昨天中秋我跟阮辛鹤各回各家各找各妈,我中午去外婆家吃饭晚上去爷爷奶奶家吃饭,阮辛鹤中午跟他爸去他大伯家过中秋晚上在他妈家跟他妈一群姊妹过。
出门时候他说他晚上吃完饭就回家,我就说我也吃完了就回家。
由于从小是在外婆身边长大的,其实跟爷爷奶奶的关系倒没有太过亲密,吃顿饭拿个红包坐一坐差不多就能走的。
事实也确实坐了坐就走了,我跟我爸都喝了些酒,都不好开车,我给他们叫了个代驾送他俩回家,随后自己给阮辛鹤打电话想问问喝酒没,没喝的话让他开车来接我回家,过几天我再来把车开回去。

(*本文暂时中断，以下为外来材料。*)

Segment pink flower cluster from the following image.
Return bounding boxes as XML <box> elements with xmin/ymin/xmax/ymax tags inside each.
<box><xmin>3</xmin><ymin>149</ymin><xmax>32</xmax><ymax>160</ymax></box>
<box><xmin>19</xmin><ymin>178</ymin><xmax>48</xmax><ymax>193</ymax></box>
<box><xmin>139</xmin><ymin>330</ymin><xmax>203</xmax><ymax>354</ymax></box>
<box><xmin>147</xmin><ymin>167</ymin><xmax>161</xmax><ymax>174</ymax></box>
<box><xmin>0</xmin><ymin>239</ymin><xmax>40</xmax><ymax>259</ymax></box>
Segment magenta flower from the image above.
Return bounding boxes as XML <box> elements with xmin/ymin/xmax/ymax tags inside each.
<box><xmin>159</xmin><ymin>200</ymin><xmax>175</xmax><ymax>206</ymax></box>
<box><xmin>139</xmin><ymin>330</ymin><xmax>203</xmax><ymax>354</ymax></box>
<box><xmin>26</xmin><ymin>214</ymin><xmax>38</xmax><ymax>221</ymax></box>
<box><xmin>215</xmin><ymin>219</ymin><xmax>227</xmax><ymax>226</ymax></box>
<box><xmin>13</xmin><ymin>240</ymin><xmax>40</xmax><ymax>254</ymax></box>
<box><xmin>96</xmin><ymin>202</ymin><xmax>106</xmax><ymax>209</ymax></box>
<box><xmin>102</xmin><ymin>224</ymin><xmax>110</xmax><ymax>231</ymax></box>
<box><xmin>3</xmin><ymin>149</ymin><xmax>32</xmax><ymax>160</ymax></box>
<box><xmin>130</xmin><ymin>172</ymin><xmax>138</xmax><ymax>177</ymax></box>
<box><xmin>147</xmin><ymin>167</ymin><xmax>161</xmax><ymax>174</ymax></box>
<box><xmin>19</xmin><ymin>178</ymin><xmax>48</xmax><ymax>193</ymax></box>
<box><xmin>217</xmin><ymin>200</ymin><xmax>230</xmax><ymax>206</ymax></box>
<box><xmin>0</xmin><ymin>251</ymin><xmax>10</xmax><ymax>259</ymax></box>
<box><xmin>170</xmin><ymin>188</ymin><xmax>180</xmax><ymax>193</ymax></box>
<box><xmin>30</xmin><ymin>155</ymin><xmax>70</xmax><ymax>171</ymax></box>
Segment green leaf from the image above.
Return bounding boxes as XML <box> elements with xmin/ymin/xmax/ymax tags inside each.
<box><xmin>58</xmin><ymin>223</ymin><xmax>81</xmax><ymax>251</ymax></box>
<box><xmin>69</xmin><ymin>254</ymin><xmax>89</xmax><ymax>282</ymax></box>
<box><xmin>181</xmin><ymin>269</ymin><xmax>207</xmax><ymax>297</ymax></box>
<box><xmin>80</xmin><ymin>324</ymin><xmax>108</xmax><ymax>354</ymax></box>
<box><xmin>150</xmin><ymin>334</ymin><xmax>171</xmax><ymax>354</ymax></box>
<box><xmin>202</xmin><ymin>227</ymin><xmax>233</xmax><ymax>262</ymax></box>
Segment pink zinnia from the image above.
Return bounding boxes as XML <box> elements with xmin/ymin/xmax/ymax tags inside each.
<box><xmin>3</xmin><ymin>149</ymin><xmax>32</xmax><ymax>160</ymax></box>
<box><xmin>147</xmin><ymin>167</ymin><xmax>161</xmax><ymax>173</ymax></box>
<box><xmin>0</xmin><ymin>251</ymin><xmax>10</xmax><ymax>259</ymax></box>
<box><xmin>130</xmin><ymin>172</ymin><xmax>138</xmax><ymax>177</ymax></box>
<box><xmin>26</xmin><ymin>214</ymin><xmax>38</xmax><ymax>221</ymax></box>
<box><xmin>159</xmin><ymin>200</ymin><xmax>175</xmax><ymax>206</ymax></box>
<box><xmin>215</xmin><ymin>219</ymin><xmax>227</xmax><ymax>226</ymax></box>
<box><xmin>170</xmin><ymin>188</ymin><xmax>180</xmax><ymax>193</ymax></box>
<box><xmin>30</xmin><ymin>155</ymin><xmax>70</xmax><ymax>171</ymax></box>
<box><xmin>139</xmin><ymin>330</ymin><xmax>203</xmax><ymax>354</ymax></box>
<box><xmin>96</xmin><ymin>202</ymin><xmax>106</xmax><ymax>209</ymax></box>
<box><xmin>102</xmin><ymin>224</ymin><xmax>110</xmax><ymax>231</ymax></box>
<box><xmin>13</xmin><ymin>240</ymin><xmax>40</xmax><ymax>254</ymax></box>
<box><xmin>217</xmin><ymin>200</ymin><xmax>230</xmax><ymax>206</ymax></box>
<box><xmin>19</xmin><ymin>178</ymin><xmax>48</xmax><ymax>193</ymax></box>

半天没接电话,准备找代驾的时候表哥张函突然给我发了条消息问我在哪。
我直接打了个电话过去说我刚在我爸这边吃完饭准备找个代驾送我回去,张函嘿了声说他来接我。
等人到了直接车油门一踩把我接去ktv,吵得要死,我高中毕业之后就已经十分不喜欢这样的场合,本来当场要走的,转身的时候就好巧不巧地看见了阮辛鹤。
他跟他妈还有一群大概是他大姨、小姨之类的亲戚走在街对面。
本来没什么,亲戚久没见了一起出来散散步,就是我见到阮辛鹤旁边站着一女的。
那女的十分眼熟,阮辛鹤跟他妈刚出柜那段时间,他妈觉得他误入歧途企图找一个女孩子来带他上正途,那个女的就是现在跟他走在一起的人。
我还当两三年过去了他妈怎么应该也接受了,我往他家跑的时间也不少,他妈虽然不待见但偶尔还表现的好像真的已经接受了这件事。
现在看来,他妈从来都在想让自己儿子走上正轨吧。
我站在街对面看了几眼突然火起了,我想我们这辈子大部分的吵架都出现在这种人多而杂又庞大的亲属关系里面。
我没法带他到我所有的叔叔伯伯阿姨婶婶远房舅舅姑姑之类每逢过年过节都会在外婆或爷爷奶奶家见上一面然后询问你工作情况及婚姻情况的亲戚面前。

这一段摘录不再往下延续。